Many recruits to the new cult scene stepped out of the counterculture of the 1960s and the psychedelic experience.

Here is a rundown of the major groups:

UNIFICATION CHURCH: Its leader is the Rev. Sun Myung Moon, a 54-year-old Korean evangelist who claims a world-wide church and an American fol1owing of 30,000, including a core of 7,000. He teaches that Christ will come again, take a bride and father a blessed human race. He is strongly anti-Communist.

The Rev. Moon comes as a spiritual father," says Neil A. Salonen, U.S. president of the group. "He is the individual through whom God speaks" - once at Madison Square Garden.

Moon himself is a millionaire with extensive Korean holdings that include gun and tea manufacturing. The church has $10 million in property in two New York estates.

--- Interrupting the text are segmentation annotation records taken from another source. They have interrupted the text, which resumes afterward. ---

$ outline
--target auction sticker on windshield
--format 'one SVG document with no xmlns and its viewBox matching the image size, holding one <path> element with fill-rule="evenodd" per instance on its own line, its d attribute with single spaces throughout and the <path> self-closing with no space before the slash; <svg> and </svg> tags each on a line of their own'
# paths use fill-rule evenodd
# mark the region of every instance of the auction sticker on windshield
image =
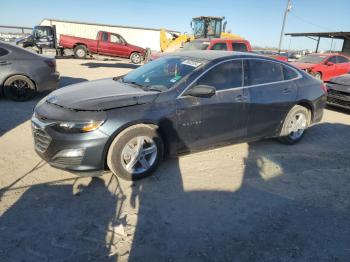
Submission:
<svg viewBox="0 0 350 262">
<path fill-rule="evenodd" d="M 188 66 L 192 66 L 192 67 L 198 67 L 198 66 L 200 66 L 202 63 L 196 62 L 196 61 L 192 61 L 192 60 L 185 60 L 185 61 L 183 61 L 181 64 L 183 64 L 183 65 L 188 65 Z"/>
</svg>

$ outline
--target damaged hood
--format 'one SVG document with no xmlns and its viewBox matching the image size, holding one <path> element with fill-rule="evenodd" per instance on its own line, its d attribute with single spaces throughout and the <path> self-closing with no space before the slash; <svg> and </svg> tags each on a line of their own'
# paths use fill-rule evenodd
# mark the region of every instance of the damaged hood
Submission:
<svg viewBox="0 0 350 262">
<path fill-rule="evenodd" d="M 312 63 L 300 63 L 300 62 L 290 62 L 290 64 L 292 64 L 293 66 L 301 70 L 310 69 L 315 66 L 315 64 L 312 64 Z"/>
<path fill-rule="evenodd" d="M 46 102 L 73 110 L 96 111 L 149 103 L 158 94 L 108 78 L 63 87 L 52 92 Z"/>
</svg>

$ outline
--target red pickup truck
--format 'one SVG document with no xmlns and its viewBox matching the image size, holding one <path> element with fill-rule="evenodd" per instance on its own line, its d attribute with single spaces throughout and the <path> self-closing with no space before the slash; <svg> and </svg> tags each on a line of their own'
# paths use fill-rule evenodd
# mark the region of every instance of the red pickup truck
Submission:
<svg viewBox="0 0 350 262">
<path fill-rule="evenodd" d="M 226 38 L 214 38 L 214 39 L 196 39 L 187 44 L 179 51 L 191 51 L 191 50 L 219 50 L 219 51 L 239 51 L 239 52 L 253 52 L 249 41 L 243 39 L 226 39 Z M 152 53 L 149 61 L 155 60 L 161 57 L 163 53 Z M 280 55 L 266 54 L 266 56 L 274 59 L 287 62 L 288 58 Z"/>
<path fill-rule="evenodd" d="M 134 64 L 144 60 L 146 49 L 131 45 L 118 34 L 99 31 L 96 40 L 70 35 L 61 35 L 59 45 L 73 49 L 77 58 L 85 58 L 88 54 L 117 56 L 129 58 Z"/>
</svg>

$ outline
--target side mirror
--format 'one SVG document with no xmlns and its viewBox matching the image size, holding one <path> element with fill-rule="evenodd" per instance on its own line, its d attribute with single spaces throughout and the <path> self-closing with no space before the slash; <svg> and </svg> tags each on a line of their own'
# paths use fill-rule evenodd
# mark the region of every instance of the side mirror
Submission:
<svg viewBox="0 0 350 262">
<path fill-rule="evenodd" d="M 213 86 L 208 85 L 197 85 L 189 89 L 185 95 L 194 97 L 205 97 L 209 98 L 215 95 L 216 89 Z"/>
<path fill-rule="evenodd" d="M 222 26 L 222 32 L 226 32 L 226 26 L 227 26 L 227 21 L 225 21 L 224 25 Z"/>
</svg>

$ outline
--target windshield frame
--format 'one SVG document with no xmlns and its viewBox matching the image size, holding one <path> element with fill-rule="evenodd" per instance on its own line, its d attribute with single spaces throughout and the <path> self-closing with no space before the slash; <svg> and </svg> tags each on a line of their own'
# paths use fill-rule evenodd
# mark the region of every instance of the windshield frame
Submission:
<svg viewBox="0 0 350 262">
<path fill-rule="evenodd" d="M 321 60 L 319 61 L 313 61 L 313 62 L 305 62 L 305 61 L 301 61 L 302 59 L 304 58 L 310 58 L 310 57 L 318 57 L 318 58 L 322 58 Z M 321 64 L 321 63 L 324 63 L 327 59 L 328 59 L 329 56 L 327 55 L 306 55 L 306 56 L 303 56 L 301 58 L 299 58 L 296 62 L 299 62 L 299 63 L 306 63 L 306 64 Z"/>
</svg>

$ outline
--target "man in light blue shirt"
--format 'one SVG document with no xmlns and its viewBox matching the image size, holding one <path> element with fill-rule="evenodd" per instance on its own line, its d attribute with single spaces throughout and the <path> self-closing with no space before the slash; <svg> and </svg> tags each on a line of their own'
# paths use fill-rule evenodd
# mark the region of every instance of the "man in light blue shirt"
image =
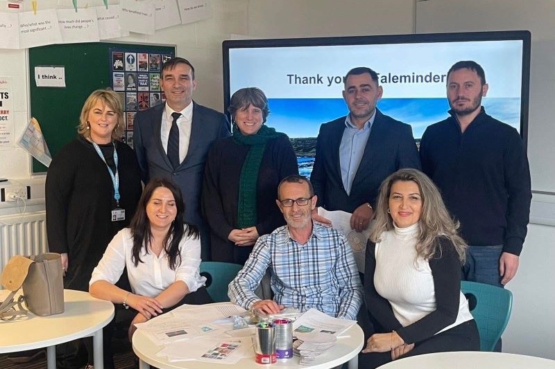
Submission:
<svg viewBox="0 0 555 369">
<path fill-rule="evenodd" d="M 351 228 L 361 232 L 384 179 L 402 168 L 420 169 L 420 162 L 411 126 L 376 107 L 384 92 L 377 73 L 353 68 L 344 81 L 349 114 L 320 127 L 310 181 L 318 206 L 350 213 Z M 313 219 L 329 223 L 317 212 Z"/>
<path fill-rule="evenodd" d="M 355 319 L 362 287 L 345 235 L 312 223 L 317 199 L 305 177 L 286 177 L 278 193 L 276 203 L 287 224 L 258 239 L 230 283 L 231 301 L 266 314 L 277 314 L 285 307 L 301 312 L 314 307 L 332 316 Z M 268 267 L 274 300 L 261 300 L 254 291 Z"/>
</svg>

He demands total devotion from his clean cut disciples known as "Moonies" who regard him as a father. The most devoted live in communes, relinquish their savings and personal property to the church and even permit Moon to select their marriage partners. They proseletyse on streetcorners and sell flowers and candies to raise money.

The group is strongly opposed to free love, alcohol and drugs.

The Unification Church has been vigorously criticized by parents who claim their children have been brainwashed and programmed.

"I'm ecstatic. I'm going to be a pioneer," says Debbie Dobson, a 20-year-old Moonie from Massachusetts.

CHILDREN OF GOD: The Children of God is a secretive Christian sect with an estimated 100 communes in North America and Europe. It is a fundamentalist group that sprang from the hippie and Jesus movements and applies a sexual interpretation to the Bible.

Like the Unification Church it requires total devotion from its members who regard themselves as the enlightened "children of God." Many members have renounced their families and material possessions and many parents have accused the group of imprisoning and brain-washing their children.

They take Biblical names and follow strict schedules, study the Bible and learn a trade.

The sect was founded in 1968 by David Berg, now in Europe. Berg wrote a series of letters giving his views on everything from international politics to sexual mores and techniques.

DIVINE LIGHT MISSION: The Divine Light Mission is an Indian sect led by Guru Maharaj Ji, a plump, 17-year-old compared by his followers with Jesus, Buddha, and Krishha. He is called the Perfect Master of the mission founded by his father in India.

The Mission claims 50,000 American followers and eight million in India. It keeps track of its disciples with a computer, employs a public relations staff and has wide business interests including a janitorial service.

About 3,000 followers are actively involved and about 1,000 live in ashrams - communes for celibate living and meditation.

Maharaj Ji lives with his wife and child in a Malibu; Calif., mansion and has two airplanes, a Rolls-Royce and three Mercedes Benz autos.

His mother has denounced him as a "playboy" who leads a "despicable, nonspiritual way of life" while espousing an aescetic, vegetarian lifestyle.

He has promised to reveal God and establish world peace. Disciples must meditate in order to receive knowledge and practice tongue contortion and eyeball pressure to taste "divine nectar" and see "divine light."

HARE KRISHNA: The Hare Krishna movement is part of the International Society for Krishna Consciousness and claims thousands of saffron-robed followers in temples across the U.S.

"Krishna" means Supreme Being in Sanskrit and followers believe they can achieve ecstacy by leading an aescetic life, swaying and chanting "Hare Krishna".

The followers with shaven heads and pigtails are a familiar sight on many streetcorners, in airports and subways where they sell candy and flowers and seek donations for good works.

To lead the righteous life, devotees are required to give up alcohol, drugs, coffee, tea, meat, fish and eggs. Gambling and illicit sex are prohibited.

Many have given up their possessions to serve the movement which has spread tocommunes in most major American cities and maintains some farms.

Concern over youthful converts is widespread, especially for the Moonies, Children of God, and Hare Krishna devotees.